TDS—Total Dissolved Solids is a measure of the combined content of all inorganic and organic substances contained in a liquid in: molecular, ionized or micro-granular (colloidal sol) suspended form. The principal application of TDS is in the study of water quality for streams,rivers and lakes. Although TDS is not generally considered a primary pollutant (e.g. it is not deemed to be associated with health effects), it is used as an indication of aesthetic characteristics of drinking water and as an aggregate indicator of the presence of a broad array of chemical contaminants.(1)
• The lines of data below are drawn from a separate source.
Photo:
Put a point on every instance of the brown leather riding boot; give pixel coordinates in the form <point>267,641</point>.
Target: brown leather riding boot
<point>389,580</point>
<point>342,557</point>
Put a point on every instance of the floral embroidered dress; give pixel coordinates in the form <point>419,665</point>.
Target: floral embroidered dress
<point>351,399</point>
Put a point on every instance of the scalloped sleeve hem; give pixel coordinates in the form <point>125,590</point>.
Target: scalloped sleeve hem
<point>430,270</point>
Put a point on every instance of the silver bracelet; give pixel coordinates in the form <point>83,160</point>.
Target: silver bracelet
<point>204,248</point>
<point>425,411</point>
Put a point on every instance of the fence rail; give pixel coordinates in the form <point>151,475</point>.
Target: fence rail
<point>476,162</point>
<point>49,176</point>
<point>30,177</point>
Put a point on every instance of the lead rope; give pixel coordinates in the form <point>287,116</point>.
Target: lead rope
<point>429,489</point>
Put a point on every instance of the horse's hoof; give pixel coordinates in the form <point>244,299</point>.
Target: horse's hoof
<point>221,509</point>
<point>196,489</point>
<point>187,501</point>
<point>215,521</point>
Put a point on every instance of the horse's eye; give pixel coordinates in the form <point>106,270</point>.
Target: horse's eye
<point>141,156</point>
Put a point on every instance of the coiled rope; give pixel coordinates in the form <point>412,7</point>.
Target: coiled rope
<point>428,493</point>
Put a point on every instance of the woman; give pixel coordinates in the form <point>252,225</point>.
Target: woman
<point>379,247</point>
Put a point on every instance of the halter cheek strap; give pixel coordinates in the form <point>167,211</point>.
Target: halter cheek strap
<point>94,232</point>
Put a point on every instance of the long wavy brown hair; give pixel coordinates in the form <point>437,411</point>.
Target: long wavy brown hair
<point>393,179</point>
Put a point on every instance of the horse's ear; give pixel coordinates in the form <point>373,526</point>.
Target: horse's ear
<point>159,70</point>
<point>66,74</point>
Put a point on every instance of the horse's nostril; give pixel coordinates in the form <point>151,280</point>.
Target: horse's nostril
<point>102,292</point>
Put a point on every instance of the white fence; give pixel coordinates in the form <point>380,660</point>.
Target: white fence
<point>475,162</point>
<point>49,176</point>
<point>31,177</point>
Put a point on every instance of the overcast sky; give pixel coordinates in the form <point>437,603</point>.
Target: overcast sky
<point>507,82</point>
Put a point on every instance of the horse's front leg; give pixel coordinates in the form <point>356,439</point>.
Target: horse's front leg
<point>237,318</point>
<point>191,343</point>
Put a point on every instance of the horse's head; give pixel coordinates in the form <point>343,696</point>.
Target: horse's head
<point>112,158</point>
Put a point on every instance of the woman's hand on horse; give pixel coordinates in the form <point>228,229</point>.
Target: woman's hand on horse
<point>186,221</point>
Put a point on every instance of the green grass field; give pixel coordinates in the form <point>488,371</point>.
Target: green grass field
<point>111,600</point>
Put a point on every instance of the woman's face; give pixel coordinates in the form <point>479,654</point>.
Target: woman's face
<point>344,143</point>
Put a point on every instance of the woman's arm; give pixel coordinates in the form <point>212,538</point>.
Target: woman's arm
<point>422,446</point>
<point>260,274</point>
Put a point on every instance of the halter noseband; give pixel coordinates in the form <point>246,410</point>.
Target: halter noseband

Tidewater Virginia – Defined by Article 2.5. Chesapeake Bay Preservation Act. Please note that the “Tidewater Region of Virginia” is defined differently by different groups. A discription of the most common of these can be found at http://www.virginiaplaces.org/chesbay/11chesa.html

“Tidewater Virginia” means the following jurisdictions:

The Counties of Accomack, Arlington, Caroline, Charles City, Chesterfield, Essex, Fairfax, Gloucester, Hanover, Henrico, Isle of Wight, James City, King and Queen, King George, King William, Lancaster, Mathews, Middlesex, New Kent, Northampton, Northumberland, Prince George, Prince William, Richmond, Spotsylvania, Stafford, Surry, Westmoreland, and York, and the Cities of Alexandria, Chesapeake, Colonial Heights, Fairfax, Falls Church, Fredericksburg, Hampton, Hopewell, Newport News, Norfolk, Petersburg, Poquoson, Portsmouth, Richmond, Suffolk, Virginia Beach, and Williamsburg.